Lasciar andare

Domenica 7 agosto – XIX del tempo ordinario
(Sap 18,6-9 – Eb 11,1-2.8-19 – Lc 12,32-48)

La piccolezza non è solo questione numerica, la piccolezza è intima condizione di mitezza, di leggerezza, di esiguità. La piccolezza è un soffio lieve in un cuore consegnato alla Vita, è fertile sterilità, la pienezza nuda degli sconfitti, la parola sommessa dei silenziosi, l’inadeguatezza folle degli indesiderati. Fa paura la piccolezza, non permette nascondimenti, non regala appigli, chiede il coraggio di mostrarsi lievi e inutili prima di tutto a se stessi.

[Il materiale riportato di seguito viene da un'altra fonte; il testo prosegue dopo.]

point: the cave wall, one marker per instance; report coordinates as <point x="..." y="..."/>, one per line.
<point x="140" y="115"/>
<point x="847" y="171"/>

I piccoli sono perdenti senza la retorica degli sconfitti, gli scartati che nessuno rimpiange, gli esclusi che non covano risentimenti.
La piccolezza è possibile solo a coloro che, liberi di tutto, si commuovono per quel Vuoto che trovano proprio nel centro della propria identità, siamo servi inutili. È dura la piccolezza, non permette nascondimenti, non finzioni, nessuna maschera le resiste, nessun abito o ruolo o gratificazione è concessa, colui che è davvero piccolo è profondamente solo ed è forzatamente lieve il suo cammino.
Il gregge ha da essere piccolo nel cuore oppure si smarrisce, ha da essere piccolo oppure si inorgoglisce e diventa branco. C’è da averne di paura davanti a questa proposta di fragilità, e Gesù lo sa bene, lui che della piccolezza ha scelto di esserne il Signore e allora accarezza il tremore del fragile e: non temete, è il prezzo da pagare per essere liberi, è il prezzo da pagare per “essere”. Senza piccolezza non c’è identità ma solo una continua estenuante guerra di contrapposizioni velenose che tramutano il fratello in avversario e la vita in una lotta. “E allora lasciate andare tutto”, ripete, “vendete ciò che possedete” perché possedere è l’inizio dello smarrimento. Il cuore si riempie della paura di perdere ciò che ha conquistato e il cuore si appesantisce e intanto la nostra identità si dissolve, assume i lineamenti di ciò che abbiamo scelto di trattenere. Possedere è avere un cuore sepolto con le cose che gli si sono aggrappate addosso. E rimane solo una borsa chiusa e vecchia e paura di ladri a rubarci il sorriso e tarli a consumare il cadavere di quel che eravamo. Possedere qualcosa è già morire, questo dice il Signore. Non bisogna possedere mai nulla, soprattutto le persone. Possedere è morire e far morire. Nemmeno se stessi occorre possedere. Soprattutto se stessi bisogna avere il coraggio di lasciar andare.